Software isn’t invincible. It will be hurt by competition. SaaS is sticky, but customers are getting smarter. They are having SaaS firms bid against each other before they get locked into contracts, so they aren’t locked into a costly endeavor.

(Click on image to enlarge)

A bullish narrative won this year which isn’t a surprise because competitive dynamics were trumped by the huge influx of demand because of social distancing. That led to the chart above which shows tech has a higher share of the S&P 500 than materials, energy, financials, and the industrials combined. 

These are massive parts of the economy that are small in relation to a few big tech firms. In addition to more competition, the biggest tech firms face regulatory risk which some bulls completely ignore.

Alphabet’s Great Earnings

Alphabet (GOOG) was the only stock to rise on earnings in the midst of the FAANG crash last Friday. The firm had a blowout quarter. They reported $16.4 in EPS which beat estimates for $11.29. Sales were $46.17 billion which destroyed estimates for $42.9 billion. Cloud business had $3.44 billion in sales which beat estimates for $3.32 billion.

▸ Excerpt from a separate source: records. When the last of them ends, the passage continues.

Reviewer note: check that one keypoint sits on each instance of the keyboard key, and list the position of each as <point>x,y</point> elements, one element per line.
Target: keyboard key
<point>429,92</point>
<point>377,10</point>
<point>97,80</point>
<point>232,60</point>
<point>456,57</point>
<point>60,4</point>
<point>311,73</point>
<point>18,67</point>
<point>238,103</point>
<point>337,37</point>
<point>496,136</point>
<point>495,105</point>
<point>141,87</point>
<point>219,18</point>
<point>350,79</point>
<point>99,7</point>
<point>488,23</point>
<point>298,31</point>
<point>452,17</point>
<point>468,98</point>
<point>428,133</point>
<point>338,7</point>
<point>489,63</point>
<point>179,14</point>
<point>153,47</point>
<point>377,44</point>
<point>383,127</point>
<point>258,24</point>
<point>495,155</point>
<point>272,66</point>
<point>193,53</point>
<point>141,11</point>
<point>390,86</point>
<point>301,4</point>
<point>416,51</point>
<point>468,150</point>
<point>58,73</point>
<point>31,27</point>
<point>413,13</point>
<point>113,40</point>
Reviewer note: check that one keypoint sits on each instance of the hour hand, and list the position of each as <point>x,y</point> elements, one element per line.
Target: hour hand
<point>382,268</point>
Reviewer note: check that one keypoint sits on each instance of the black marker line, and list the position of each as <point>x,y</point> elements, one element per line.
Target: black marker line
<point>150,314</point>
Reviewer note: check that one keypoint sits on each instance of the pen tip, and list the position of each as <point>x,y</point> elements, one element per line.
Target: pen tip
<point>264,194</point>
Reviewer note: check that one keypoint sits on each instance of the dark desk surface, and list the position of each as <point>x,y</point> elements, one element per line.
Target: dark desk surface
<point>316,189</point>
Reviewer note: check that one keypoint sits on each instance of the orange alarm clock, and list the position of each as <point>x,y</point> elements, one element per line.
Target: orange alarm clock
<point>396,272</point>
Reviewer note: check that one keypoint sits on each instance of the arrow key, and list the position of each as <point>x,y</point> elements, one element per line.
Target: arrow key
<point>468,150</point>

The firm is starting to report Google Cloud operating income on its own in Q4. This means the company wants to highlight its greatness. It will take market share from AWS. A star of the quarter was YouTube ads which were $5.04 billion which beat estimates for $4.39 billion. That was 32% yearly growth. 

Many been noticing an increase in ad load. The company is trying to monetize YouTube as much as possible. It has almost no serious competitors unless you consider TikTok to be a new competitor.

COVID-19 Update

The market seems to be unable to focus on more than 1 thing at a time. Apparently, the election makes the pandemic unimportant for a few days. It’s good to follow the pandemic when the market isn’t because it will quickly get back to that in a couple weeks. Big news event is still the phase 3 trial update from Pfizer in 3 weeks.

On Tuesday, there were 86,507 new cases. 7 day average of cases in Wisconsin rose from 4,464 to 4,537 which shows slower, but steady growth still. Hospitalizations are quickly becoming a major problem. There were 50,340 on Tuesday which suggests this total will surpass the 60,000 peak in July. 

7 day average of deaths increased slightly to 845. This low average suggests treatment in hospitals has improved a lot since the summer. It will only improve further as the months go on. Obviously, we’d still love treatment that cuts the deaths to a miniscule total.